2) he is madness-trading, heart-less, a humble/poor faqir

Notes:

sar-o-saamaan : 'Apparatus, necessaries, requisites, effects, goods and chattels, bed and bedding, &c.'. (Platts p.649)

 

kaar-o-baar : 'Work, labour, business; affairs; dealings, transactions'. (Platts p.800)

 

mu((aamalah : 'Transacting business (with), dealing (with), trading, or bargaining (with); — dealing, transaction, negotiation, business, commerce, traffic; bargain; contract; correspondence

 

faqiir : 'Poor, needy, indigent, destitute; — a poor man; a beggar; a religious mendicant; a derwish; an ascetic, a devotee'. (Platts p.783)

 

miskiin : 'Lowly, humble, submissive; meek, mild; — poor, needy, indigent, wretched, miserable'. (Platts p.1035)

FWP:

SETS == INEXPRESSIBILITY
COMMERCE: {3,3}
MADNESS: {14,3}

For background see S. R. Faruqi's choices.

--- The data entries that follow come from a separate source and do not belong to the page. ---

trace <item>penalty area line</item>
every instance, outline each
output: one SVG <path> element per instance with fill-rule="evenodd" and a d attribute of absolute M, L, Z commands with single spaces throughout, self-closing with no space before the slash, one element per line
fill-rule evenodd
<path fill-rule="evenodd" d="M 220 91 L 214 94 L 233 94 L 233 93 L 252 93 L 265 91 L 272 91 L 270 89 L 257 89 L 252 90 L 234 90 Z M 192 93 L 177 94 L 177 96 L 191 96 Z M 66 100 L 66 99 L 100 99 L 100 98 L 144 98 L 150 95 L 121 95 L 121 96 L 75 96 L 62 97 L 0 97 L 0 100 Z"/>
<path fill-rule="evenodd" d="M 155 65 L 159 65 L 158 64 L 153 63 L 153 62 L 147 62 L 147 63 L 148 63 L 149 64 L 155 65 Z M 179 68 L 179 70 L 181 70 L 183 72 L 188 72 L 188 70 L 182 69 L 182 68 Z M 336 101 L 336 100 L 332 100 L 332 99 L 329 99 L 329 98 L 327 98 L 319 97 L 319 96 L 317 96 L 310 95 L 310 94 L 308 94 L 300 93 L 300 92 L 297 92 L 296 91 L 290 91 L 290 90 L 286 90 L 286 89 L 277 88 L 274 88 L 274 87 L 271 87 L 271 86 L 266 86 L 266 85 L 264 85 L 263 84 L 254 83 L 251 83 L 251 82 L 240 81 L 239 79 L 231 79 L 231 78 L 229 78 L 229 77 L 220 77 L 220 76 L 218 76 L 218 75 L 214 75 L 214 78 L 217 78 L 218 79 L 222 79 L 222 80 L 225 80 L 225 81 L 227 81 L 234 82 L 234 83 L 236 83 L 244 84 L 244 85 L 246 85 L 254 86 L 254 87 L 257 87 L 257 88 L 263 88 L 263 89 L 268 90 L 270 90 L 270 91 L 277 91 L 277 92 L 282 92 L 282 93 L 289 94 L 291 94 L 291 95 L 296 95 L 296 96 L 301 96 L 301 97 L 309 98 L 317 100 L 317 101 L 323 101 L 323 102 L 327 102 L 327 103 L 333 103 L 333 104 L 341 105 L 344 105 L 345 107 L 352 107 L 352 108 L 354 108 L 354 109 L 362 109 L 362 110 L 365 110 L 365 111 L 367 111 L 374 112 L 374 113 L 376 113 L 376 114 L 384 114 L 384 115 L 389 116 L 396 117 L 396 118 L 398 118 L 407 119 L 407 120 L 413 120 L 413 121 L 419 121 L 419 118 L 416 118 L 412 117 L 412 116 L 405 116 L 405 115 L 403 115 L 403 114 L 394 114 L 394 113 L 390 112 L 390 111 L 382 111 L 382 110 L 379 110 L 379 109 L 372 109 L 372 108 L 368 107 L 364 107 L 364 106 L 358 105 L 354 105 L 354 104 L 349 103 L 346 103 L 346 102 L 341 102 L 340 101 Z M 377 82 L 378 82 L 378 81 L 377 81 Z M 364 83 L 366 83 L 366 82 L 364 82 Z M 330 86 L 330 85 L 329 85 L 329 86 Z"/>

This verse is NOT one of his choices; I thought it was interesting and have added it myself. For more on Ghalib's unpublished verses, see the discussion in {4,8x}.

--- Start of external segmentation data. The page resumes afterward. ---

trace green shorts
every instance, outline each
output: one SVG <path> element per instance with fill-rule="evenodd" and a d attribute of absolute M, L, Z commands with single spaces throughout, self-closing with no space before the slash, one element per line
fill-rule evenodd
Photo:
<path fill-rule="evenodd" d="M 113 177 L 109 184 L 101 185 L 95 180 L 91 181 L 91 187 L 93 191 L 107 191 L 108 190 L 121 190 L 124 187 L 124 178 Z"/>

Here is an unusual case, unique in the divan. Ghalib composed two closing-verses for this ghazal, both using the pen-name 'Asad'. Usually if he composed two closing-verses, it was because an earlier one used 'Asad' and he wanted to replace it with one that used 'Ghalib'. In this case, we can only speculate about his reasons. One possibility is that he didn't care so much for this one, so he later replaced it with {199,4}. Another possibility is that in be-dil , 'heart-less' (in the sense of having giving the heart away), the verse contained-- or might be thought to contain-- a tribute to Bedil. And Ghalib edited out most of his extravagant early tributes to Bedil from the published divan; on this see {8,5x}.

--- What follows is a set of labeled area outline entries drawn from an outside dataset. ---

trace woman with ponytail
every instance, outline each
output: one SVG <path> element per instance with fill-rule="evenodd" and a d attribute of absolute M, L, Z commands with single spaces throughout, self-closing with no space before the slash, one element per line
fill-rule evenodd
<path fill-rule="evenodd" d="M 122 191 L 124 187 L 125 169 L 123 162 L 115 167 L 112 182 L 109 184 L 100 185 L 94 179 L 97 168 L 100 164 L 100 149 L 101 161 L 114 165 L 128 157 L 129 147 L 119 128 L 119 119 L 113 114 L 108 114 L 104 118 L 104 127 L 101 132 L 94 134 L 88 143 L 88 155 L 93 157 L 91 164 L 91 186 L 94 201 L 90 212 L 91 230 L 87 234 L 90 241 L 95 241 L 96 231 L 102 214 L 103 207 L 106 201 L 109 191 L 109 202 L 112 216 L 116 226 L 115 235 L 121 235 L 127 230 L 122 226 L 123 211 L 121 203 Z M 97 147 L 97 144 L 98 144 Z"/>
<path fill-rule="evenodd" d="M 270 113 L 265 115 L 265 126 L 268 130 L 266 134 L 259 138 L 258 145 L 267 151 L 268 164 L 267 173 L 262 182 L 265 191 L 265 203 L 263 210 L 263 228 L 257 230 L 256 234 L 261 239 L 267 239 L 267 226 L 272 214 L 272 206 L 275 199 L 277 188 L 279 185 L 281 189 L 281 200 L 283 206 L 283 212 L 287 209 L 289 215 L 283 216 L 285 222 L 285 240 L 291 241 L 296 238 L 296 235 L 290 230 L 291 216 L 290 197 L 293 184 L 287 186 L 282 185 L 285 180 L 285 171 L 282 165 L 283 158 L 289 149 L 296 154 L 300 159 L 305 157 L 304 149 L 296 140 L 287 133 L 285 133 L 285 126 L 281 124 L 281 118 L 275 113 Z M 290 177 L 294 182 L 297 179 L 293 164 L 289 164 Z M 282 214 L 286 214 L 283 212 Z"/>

The chief charm of the verse is its use of businesslike imagery to describe Asad's utterly mad and indescribably ('don't even ask!') un-businesslike condition. Here the word saudaa surely hovers intriguingly over the verse, since it has the double meaning of both 'merchandise' (from the Persian) and 'madness' (from the Arabic); see {58,5}.